Lalu, penghasilan perbulan saja seperti antara bumi dengan langit. Dan mereka masih belum juga puas – serakah? – minta tunjangan sana sini dari konsekuensi dari jabatan. Tunjangan-tunjangan itu berlipat-lipat besarnya dari gaji pokok.
Hati rakyat mana yang tidak luka? Para pejabat itu –juga wakil rakyat itu– memamerkan hidup glamor di depan rakyat yang kian papa nasibnya. Menjejerkan mobil mewah dan motor berharga mahal serta mengoleksi “mainan” berbandrol puluhan juta di rumahnya, dan sejenisnya.
Luka rakyat diperparah. Selain soal tunjangan rumah wakil rakyat yang minta naik, joget-joget saat paripurna, dan ucapan “setolol dunia”. Maka muntah kemuakan rakyat. Merangsek ke gedung dewan; jalanan pun membara. Pengemudi ojek online jadi korban. Puncak kegeraman massa, menggeruduk rumah politisi dan menteri. Dibabakbeluri rumah-rumah gedong (mewah) itu. Isinya diangkut pulang oleh massa.
Kalau sudah begini, siapa yang bisa disalahkan? Siapa yang ditunjuk sebagai “kambing hitam” atau mana dalang di balik chaos semua ini? Mungkinkan ada aktor di belakang semua ini; memprovokasi, menggerakkan, serta mengarahkan? Ada sekian analisa dari pakar: poitik, sosial, budaya, militer, hingga ekonomi. Suasa pun jadi riuh.
Makin ke sini, imbasnya adalah 2 politisi Nasdem, Sahroni dan Nafa, dicopot dari gedung dewan. Begitu pula Eko Patrio dan Uya Kuya, nasibnya sama dengan kedua rekan politisinya. Rumah dihancurkan, kini karir politiknya padam.

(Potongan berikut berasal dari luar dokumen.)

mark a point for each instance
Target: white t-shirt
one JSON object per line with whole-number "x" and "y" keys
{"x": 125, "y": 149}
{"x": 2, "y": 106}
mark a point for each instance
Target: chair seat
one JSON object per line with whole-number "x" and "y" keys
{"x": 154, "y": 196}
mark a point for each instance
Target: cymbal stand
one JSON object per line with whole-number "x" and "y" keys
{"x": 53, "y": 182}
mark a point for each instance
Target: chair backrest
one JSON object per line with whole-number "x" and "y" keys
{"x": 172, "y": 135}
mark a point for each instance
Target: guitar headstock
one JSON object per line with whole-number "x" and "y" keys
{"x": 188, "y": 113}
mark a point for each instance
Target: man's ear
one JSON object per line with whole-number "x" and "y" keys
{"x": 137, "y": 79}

Unjuk rasa semakin meluas. Kota-kota di tanah air layaknya lautan api, yang siap melumat – luluh lantak – segala yang terlihat. Ada yang menyebut, massa turun ke jalan kali ini merupakan “1998 Part Two”. Tapi, semoga saja tak se-chaos seperti di tahun kelam bagi Indonesia itu. Itu jika pemerintahan Prabowo tetap solid, tegas, dan terpenting “buang” yang bakal menghadang dan menghalangi roda pemerintahan. Itu jika dianggap ada.
Mungkinkah tiada orang yang mau memainkan situasi demi prestasi sekelompoknya? Terlalu sering kita baca sejarah dari suatu rezim, di dalamnya ada orang-orang yang diam-diam menjadi sandungan; ingin merobohkan.
Kini, Senin di hari pertama September, unjuk rasa berlansung di Lampung. Yakni di Kota Bandar Lampung. Para pendemo, seperti biasa, berjalan kaki menuju gedung DPRD sekaligus di sini menjadi komplek perkantoran Gubernur Lampung.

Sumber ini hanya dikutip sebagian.